Around 200 people came together at a church in Staten Island on Thursday to bid farewell to Syles Ular, a 13-year-old boy described as an “adventurous spirit”. Sadly, his life was allegedly taken by a knife-wielding teenager during a scuffle on a city bus earlier this month. The gathering was a final opportunity for mourners to pay their respects to Syles.
Nakeia Emory, the grieving mother of the young victim, was present among the crowd. Despite the tragedy, she found it in her heart to forgive her son’s killer. During the service held at the International Christian Center of Emory, Pastor David Beidel shared a touching moment with the attendees. He recounted how a woman had expressed her love and forgiveness for a certain boy, saying, “Tell that boy that I love him and I forgive him.” Pastor Beidel wanted to ensure that everyone present was aware of this powerful message of love and forgiveness.
Beidel expressed her amazement, saying, “I was in awe.” She noted that during that particular moment, the focus of concern was on the potential loss of two lives. According to Gretchen Jefferson, a family friend, the young child had a spirit of adventure and was a remarkable soul.
According to police, a dispute between two teenagers on an MTA bus turned deadly on the afternoon of October 6, resulting in the tragic death of Syles, a student at Elias Bernstein IS 7, who was stabbed by the other teenager involved.
According to police, Syles and his supposed murderer, also a 13-year-old student of the same school, were involved in a physical altercation while riding the S78 bus at the intersection of Hyland Boulevard and Littlefield Avenue in Eltingville at around 2:20 p.m.
After the attack, the perpetrator quickly fled the scene, but he was later apprehended by the police thanks to the help of an off-duty officer who trailed him and notified the authorities. According to The Post, Faith Green, Syles’ cousin, was at basketball practice when the incident took place.
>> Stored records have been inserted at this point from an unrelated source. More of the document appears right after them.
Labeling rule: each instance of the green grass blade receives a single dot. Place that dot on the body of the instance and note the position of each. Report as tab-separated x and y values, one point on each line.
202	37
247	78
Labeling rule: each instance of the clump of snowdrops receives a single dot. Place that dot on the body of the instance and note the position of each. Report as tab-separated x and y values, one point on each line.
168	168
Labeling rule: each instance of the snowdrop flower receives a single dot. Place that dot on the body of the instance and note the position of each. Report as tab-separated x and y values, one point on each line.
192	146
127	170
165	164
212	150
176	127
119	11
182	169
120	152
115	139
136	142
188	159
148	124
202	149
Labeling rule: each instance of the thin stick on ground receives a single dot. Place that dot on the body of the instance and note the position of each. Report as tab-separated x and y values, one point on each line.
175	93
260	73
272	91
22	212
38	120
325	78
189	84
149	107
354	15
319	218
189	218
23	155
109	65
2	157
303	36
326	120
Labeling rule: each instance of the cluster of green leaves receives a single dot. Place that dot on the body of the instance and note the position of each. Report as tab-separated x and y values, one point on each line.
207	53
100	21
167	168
She couldn’t believe it was happening and broke down as Syles was just too young to go through such a tragedy.
During the funeral service, Syles’ body was laid in an open casket while holding a small bouquet of red roses. The sun streamed in, illuminating the podium adorned with arrangements of roses and chrysanthemums.
According to his cousin Tyrole Watkins, the late individual was a good and nonviolent kid. Watkins expressed his sadness over the tragedy and stated that the deceased did not deserve such an unfortunate fate. Despite the pain and grief, Watkins emphasized the importance of patience and avoiding anger during these trying times.
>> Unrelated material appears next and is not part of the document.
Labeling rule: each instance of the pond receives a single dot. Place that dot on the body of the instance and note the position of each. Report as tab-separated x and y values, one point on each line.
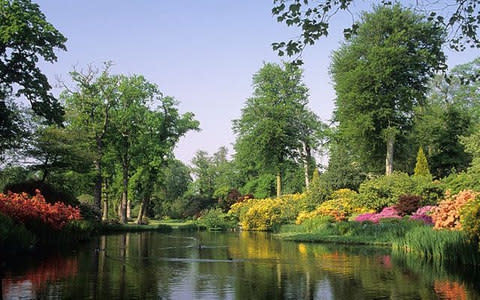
236	265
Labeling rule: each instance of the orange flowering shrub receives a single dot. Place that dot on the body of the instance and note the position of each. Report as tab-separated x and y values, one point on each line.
447	214
23	209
According to Vincent Capers, Syles’ uncle, he doesn’t have the same inclination as Emory to forgive. Capers referred to the teenager accused of murdering his nephew as “a bad kid doing what he does best – bad stuff.” The minor suspect, whose identity has not been disclosed, faced charges of second-degree murder, manslaughter, and possession of weapons.
Last week, The Post reported that due to being swamped, the paramedics of an FDNY ambulance failed to reach Ular in time to treat his wounds. Unfortunately, they arrived at the scene two minutes after the police had already rushed the teen to the hospital. Tragically, Ular was pronounced dead at the hospital.
According to his obituary, Syles was a curious youngster who had a passion for basketball and animals. He was a boy who made the most out of his time and embraced every opportunity that came his way. During the funeral, Archbishop Eric Figueroa addressed the mourners and encouraged them to view the tragic incident as a “teachable moment.” He emphasized the importance of rejecting vengeance and choosing to respond with compassion and forgiveness.